Preparation method and application of bifunctional catalyst
Technical Field
The invention belongs to the technical field of molecular sieve catalysts, and particularly relates to a preparation method of a bifunctional catalyst.
Background
Based on the increasingly strict requirements of environmental regulations on the continuous enhancement of product performance, the hydroisomerization reaction of alkanes plays an increasingly important role in the chemical process. The reaction can isomerize normal paraffin in fraction oil into branched paraffin, and this can raise the octane number of gasoline, improve the low temperature flowability of diesel oil and lubricating oil and maintain high product yield.
The preparation of the supported metal molecular sieve dual-function catalyst is a core technology of long paraffin isomerization catalytic reaction, wherein hydrogenation-dehydrogenation reaction is carried out on a noble metal active component, and a carbocation rearrangement process is carried out on a molecular sieve carrier. The SAPO-11 molecular sieve has a one-dimensional straight-through pore channel, is suitable for acidity, has a small pore channel size, can limit the formation of double-branched chain and multi-branched chain products, has an excellent shape-selective effect, and can remarkably improve isomerization selectivity. At present, in the preparation of the bifunctional catalyst, the metal load is mainly carried by adopting an impregnation method, the interaction between the obtained catalyst metal and a carrier is weaker, and the hydrogenation performance of the metal is lower.

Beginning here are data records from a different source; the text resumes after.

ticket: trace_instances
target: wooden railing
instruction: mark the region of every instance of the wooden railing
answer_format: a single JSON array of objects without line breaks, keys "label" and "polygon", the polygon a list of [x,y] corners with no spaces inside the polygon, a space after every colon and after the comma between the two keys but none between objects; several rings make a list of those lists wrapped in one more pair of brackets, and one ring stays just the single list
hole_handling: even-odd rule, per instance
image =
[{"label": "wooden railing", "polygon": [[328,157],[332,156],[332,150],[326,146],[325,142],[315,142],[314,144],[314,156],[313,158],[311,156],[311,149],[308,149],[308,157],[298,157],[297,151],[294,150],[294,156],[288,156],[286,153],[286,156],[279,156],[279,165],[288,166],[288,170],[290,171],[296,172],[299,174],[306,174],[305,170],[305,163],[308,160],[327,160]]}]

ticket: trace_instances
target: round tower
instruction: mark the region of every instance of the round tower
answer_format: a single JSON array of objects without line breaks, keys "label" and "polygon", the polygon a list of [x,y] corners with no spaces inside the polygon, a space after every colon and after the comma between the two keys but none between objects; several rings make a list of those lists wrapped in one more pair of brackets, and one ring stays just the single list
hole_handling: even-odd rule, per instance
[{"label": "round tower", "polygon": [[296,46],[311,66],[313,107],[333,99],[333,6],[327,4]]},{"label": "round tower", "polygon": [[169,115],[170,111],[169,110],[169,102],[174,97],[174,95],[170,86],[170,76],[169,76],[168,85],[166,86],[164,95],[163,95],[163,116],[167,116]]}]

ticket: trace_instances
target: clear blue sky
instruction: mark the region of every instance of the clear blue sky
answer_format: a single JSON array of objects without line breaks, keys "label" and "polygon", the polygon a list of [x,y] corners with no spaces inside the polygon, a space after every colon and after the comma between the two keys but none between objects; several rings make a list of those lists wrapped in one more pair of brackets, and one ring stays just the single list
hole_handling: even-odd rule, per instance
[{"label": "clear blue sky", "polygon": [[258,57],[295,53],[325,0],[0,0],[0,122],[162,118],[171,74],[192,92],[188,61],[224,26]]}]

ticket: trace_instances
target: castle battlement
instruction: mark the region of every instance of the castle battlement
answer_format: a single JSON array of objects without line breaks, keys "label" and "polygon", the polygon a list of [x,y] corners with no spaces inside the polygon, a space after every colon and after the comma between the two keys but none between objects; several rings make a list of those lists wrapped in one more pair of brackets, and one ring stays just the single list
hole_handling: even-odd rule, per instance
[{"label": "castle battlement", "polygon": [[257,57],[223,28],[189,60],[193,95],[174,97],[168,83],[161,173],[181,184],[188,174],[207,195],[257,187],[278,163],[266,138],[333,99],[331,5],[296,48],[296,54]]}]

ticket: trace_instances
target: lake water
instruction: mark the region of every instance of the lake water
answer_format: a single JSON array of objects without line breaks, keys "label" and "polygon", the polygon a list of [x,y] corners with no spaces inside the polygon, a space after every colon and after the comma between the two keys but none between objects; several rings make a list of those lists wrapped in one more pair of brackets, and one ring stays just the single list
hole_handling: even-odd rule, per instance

The inventor proposes a new method for preparing a bifunctional catalyst with strong interaction, namely a pre-loading method (application number: 201910305683.4), in the patent, the application of the pre-loading method to the hydroisomerization reaction not only can lead the yield of the product liquid to reach more than 99 percent, but also can greatly increase the yield of isomers, but because Pt blocks the pore passages of the molecular sieve, the acidity of the molecular sieve is reduced, and the catalytic activity is reduced, therefore, the development of an improved pre-loading process for preparing the bifunctional catalyst is particularly important on the premise of ensuring high yield of the isomers. Conventional methods for modifying molecular sieves, including post-treatment and templating methods, typically result in a loss of crystallinity of the molecular sieve. The method for simply prolonging the reaction time has small improvement range of the crystallinity of the molecular sieve in the invention.
Disclosure of Invention
The invention aims to provide a preparation method of a bifunctional catalyst, which is characterized in that graphene oxide is added into a reaction system, so that the crystallinity of a molecular sieve is improved, the acidity of the molecular sieve is improved, the activity of a hydroisomerization reaction is improved, and the catalytic performance is optimized.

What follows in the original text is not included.